Additionally, set up CloudWatch alarms for the Throttles metric on your Lambda function. This metric counts the number of invocation attempts that were throttled. A spike in throttles is often an early warning sign that you need to increase concurrency, add reserved concurrency to critical functions, or investigate unexpected traffic patterns.

For asynchronous invocations, monitor the Dead Letter Queue. If events are accumulating in your DLQ, it’s a sign that throttling or other failures are preventing processing.

Strategies to Prevent Throttling#

While handling throttling gracefully is important, preventing it in the first place is better. Here are some practical strategies:

Reserve concurrency for critical functions. If certain functions are essential to your application (payment processing, authentication, etc.), allocate reserved concurrency to them. This guarantees capacity and prevents noisy neighbors from affecting them.

Use asynchronous invocation where appropriate. If a task doesn’t need an immediate response, use SNS, SQS, or EventBridge to invoke Lambda asynchronously. This leverages Lambda’s internal queueing and built-in retry logic.

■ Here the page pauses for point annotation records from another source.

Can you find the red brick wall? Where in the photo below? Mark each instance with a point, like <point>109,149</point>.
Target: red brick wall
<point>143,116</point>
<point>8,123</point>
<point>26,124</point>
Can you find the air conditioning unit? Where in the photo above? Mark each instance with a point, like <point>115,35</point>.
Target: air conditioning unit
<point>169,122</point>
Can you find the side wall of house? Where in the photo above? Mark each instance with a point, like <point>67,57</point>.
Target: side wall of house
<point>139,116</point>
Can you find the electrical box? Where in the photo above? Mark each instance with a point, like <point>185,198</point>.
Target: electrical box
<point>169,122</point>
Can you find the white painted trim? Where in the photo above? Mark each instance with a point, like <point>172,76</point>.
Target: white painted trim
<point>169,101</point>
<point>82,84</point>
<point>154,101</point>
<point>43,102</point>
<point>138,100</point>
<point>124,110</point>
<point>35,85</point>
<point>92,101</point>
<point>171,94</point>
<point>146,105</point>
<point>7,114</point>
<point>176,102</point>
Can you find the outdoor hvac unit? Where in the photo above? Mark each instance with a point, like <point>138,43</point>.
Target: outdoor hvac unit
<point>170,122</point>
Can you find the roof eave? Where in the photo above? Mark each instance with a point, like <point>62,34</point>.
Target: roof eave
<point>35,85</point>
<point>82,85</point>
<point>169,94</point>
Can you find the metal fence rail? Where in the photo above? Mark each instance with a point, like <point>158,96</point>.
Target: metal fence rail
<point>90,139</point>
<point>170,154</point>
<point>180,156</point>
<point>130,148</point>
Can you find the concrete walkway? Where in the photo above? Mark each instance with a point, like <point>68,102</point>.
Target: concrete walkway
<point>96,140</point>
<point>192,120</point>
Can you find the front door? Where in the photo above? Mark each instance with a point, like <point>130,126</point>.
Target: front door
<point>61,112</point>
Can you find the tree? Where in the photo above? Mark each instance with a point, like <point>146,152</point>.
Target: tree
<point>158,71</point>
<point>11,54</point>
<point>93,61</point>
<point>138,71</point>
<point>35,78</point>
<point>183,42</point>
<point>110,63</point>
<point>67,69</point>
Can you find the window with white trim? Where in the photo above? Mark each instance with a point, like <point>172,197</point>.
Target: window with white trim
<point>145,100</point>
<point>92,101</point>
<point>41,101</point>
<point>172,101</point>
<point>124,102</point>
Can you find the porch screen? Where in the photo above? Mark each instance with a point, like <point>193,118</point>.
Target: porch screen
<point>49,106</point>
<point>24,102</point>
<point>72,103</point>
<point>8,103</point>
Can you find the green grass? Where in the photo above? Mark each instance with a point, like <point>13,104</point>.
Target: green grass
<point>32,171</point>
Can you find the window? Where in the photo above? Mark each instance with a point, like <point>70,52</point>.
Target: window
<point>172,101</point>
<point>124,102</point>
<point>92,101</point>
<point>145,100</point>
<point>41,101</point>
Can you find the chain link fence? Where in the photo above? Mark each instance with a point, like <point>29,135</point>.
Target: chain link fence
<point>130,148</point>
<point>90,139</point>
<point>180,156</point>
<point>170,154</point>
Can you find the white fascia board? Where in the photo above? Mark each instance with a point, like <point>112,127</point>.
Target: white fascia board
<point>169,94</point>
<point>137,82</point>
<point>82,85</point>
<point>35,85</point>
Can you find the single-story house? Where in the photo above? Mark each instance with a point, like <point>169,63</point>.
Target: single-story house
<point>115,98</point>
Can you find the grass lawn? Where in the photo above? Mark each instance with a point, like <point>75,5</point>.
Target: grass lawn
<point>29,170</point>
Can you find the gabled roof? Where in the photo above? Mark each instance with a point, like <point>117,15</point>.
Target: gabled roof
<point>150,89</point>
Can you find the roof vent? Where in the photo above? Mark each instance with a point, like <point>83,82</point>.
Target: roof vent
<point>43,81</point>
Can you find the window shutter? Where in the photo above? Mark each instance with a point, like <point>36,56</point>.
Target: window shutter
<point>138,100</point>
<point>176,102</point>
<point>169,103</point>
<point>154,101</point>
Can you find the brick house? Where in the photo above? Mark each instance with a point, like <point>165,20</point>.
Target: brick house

Implement queuing at the application level. Rather than invoking Lambda directly when load is unpredictable, send events to SQS or SNS first. Let Lambda consume from these queues at its own pace. This decouples the producer from Lambda and prevents overwhelming it.

Right-size your concurrency limits. If you consistently hit your account-level limit, request an increase. AWS doesn’t restrict increases arbitrarily; they’re usually granted quickly for legitimate use cases.

Use Lambda Provisioned Concurrency for predictable demand. If you have scheduled events or known traffic patterns, provisioned concurrency keeps environments warm. It costs more, but eliminates cold starts and ensures capacity is always available.

The Bigger Picture#

Throttling is a natural consequence of sharing infrastructure at scale. Rather than viewing it as a failure, think of it as a useful signal. It tells you when demand exceeds capacity, giving you actionable data to optimize your architecture.

The combination of understanding throttling mechanics, implementing exponential backoff with jitter in your client code, and strategically using reserved concurrency creates a resilient system that degrades gracefully under load instead of failing catastrophically. Your applications will be more reliable, and your users will experience better service, even during traffic spikes.